Emerging technology in vision enhancement poses promising avenues for navigational assistance for people with low vision, but research and development in this area is lacking.

Shiri Azenkot intends to change this, drawing on her expertise in human computer interaction, accessibility, and computer vision to design a head-mounted display (HMD) system to help people with low vision get around outdoors independently and safely.

An assistant professor at the Jacobs Technion-Cornell Institute at Cornell Tech and in Information Science, Azenkot is the recent recipient of the National Science Foundation’s CAREER Award for her proposal, “Designing Head-Mounted Display Systems to Support People with Low Vision in Outdoor Navigation.” Azenkot’s CAREER Award brings Info Sci’s tally this year to two; colleague Malte Jung also received one for his research into human-robot collaboration and teamwork dynamics.

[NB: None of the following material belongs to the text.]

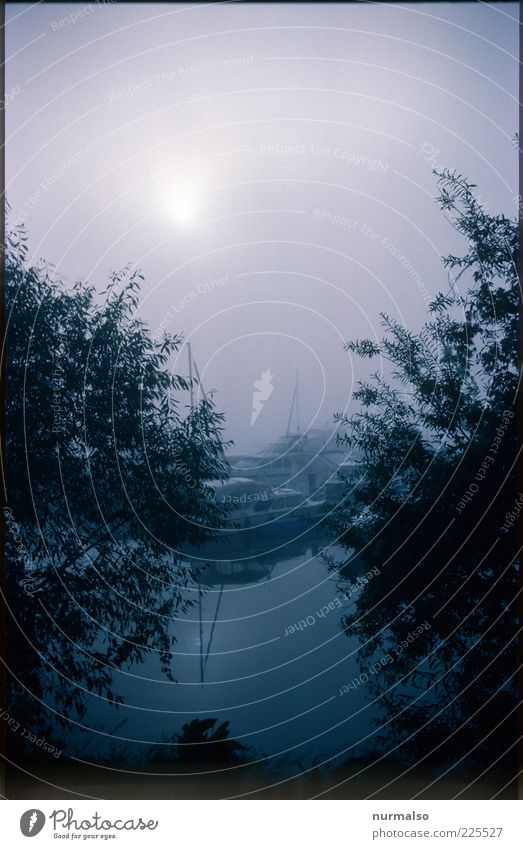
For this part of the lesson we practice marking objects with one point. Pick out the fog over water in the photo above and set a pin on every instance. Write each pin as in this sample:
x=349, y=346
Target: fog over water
x=267, y=166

Head-mounted displays, or HMDs, are headsets worn over the eyes that enhance elements of the physical world. They offer promising advances in tech-assisted navigation for those with low vision, even as the technology itself is fairly nascent and limited in terms of weight, speed, and resolution. Thus far, though, HMD research has been limited. As Azenkot notes, people with low vision are rarely considered in computing research, a striking omission since the majority of people with visual impairments have some degree of usable vision. Secondly, HMD technology often enhances and augments a user’s entire field of view, which can prove disorienting and overwhelming for a user who’s attempting to focus on a single object in the environment, like a street sign, for instance.

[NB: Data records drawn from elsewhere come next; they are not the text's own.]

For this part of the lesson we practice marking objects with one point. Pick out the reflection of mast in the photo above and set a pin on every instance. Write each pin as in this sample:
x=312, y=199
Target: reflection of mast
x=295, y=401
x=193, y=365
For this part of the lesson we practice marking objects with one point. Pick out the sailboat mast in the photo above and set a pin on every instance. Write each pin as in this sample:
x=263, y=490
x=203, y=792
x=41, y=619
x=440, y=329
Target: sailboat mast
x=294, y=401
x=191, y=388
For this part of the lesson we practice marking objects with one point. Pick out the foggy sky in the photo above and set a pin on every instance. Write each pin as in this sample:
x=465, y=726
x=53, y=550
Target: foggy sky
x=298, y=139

Azenkot’s NSF-funded research will guide HMD technology into the area of outdoor navigation with the design of a platform with both visual and audio cues for people with low vision.

Azenkot’s NSF CAREER project builds off her previous research with CueSee, an augmented-reality, HMD system she designed to help low-vision users find specific products in a supermarket. When standing in front of a shelving unit brimming with various products, the user can tell CueSee what product to search for. Guided by computer vision algorithms, CueSee scans the shelves, locates the product and then enlarges the product image in the user’s field of view. Azenkot intends to further this work and redirect it toward navigational assistance, namely by enhancing cues to avoid obstacles, navigate elevation changes, read signs, and follow routing guidance.